The President of the Nation “declared war on inflation”. What motivated the use of such a quixotic metaphor is surely the acceleration of inflation. In the first two months of the year, inflation stood at 4% monthly rate, which means an annual rate of 60%. A sensitive indicator, such as food, has been growing at 6% monthly rate, which implies an annual rate of 100%. The alarm bell that must have caused the greatest concern is that food prices in Gran Buenos Aires are growing above the national average.
The war against inflation will be faced with price controls, an anti-hoarding law, a 2% increase in export duties on soybean products to finance a wheat price stabilization fund, and the summoning of business and labor unions representatives. These are the same measures that have been announced and applied until today. Given that inflation continues to grow, the decision to go to war with the same weapons with which all battles have been lost suggests that the official strategy is to use them more intensely.
The question is whether more of the same applied with more intensity will be able to appease inflation. To answer this question, it is useful to look at the evolution of three basic figures over the last decade. According to the Ministry of Economy, between 2011 and 2021 it is observed that:
These data show that while the amount of goods and services (GDP) is the same as it was a decade ago, the quantity of bills issued by the Central Bank grew 22 times. With 22 times more bills and the same amount of goods and services, it should not be strange that prices have multiplied by 20. In this context, wanting to lower inflation with price controls, anti-hoarding laws, and agreements with business and union representatives is voluntarism.
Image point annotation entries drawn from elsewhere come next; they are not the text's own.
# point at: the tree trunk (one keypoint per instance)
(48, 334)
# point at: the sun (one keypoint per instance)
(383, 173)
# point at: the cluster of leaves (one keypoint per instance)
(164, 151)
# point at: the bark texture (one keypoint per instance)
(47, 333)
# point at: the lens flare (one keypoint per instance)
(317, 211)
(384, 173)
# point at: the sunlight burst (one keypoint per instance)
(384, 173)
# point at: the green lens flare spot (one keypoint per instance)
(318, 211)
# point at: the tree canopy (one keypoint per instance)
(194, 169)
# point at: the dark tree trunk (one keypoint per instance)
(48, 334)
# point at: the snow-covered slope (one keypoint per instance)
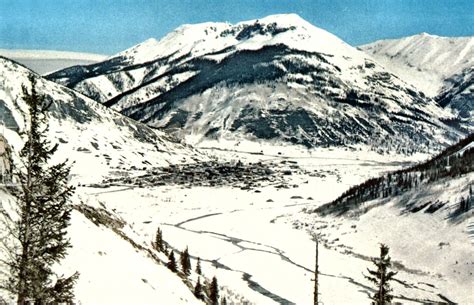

The statement that inflation is a multi-causal phenomenon is true. But each causal factor has distinct importance depending on the context. Currently, the fiscal deficit obliges the Central Bank to issue more money than people want to accept. The Central Bank recovers part of the excess of money with Leliqs and passes. But as these instruments are saturated, there is an excess of money that puts pressure on prices. A war against inflation with the money printing machine working at full capacity is a lost war.
The most contradictory aspect of the war against inflation is that for the government it is vital that inflation remains high. In the agreement with the IMF it was made clear that the government’s decision is not to reduce public spending. Even economic subsidies will continue to expand as tariffs will be updated below inflation. This is what makes it possible to boast that this is the “first agreement signed by the IMF without fiscal adjustment”. But for this to be possible, it is necessary to continue applying the inflationary adjustment, as it has been done so far. This means, to appeal to tax revenues increases at the same rate as prices, while public expenditure (especially pensions) increases at a lower rate. Thus, inflation is the only instrument that plays in favor of moderating the fiscal deficit. Therefore, fighting against inflation is shooting to its own foot.
The way to avoid adjustment and lower inflation is to order the State. But as long as disorder prevails adjustment is inevitable. The adjustment may be explicit (increasing taxes or cutting expenses) or hidden (appealing to inflation to achieve the same result by reducing expenses in real terms). What is not possible is the government’s approach that pretends not to organize the State, not to apply any explicit fiscal adjustment and to repress inflation preventing it from adjusting the real value of public spending.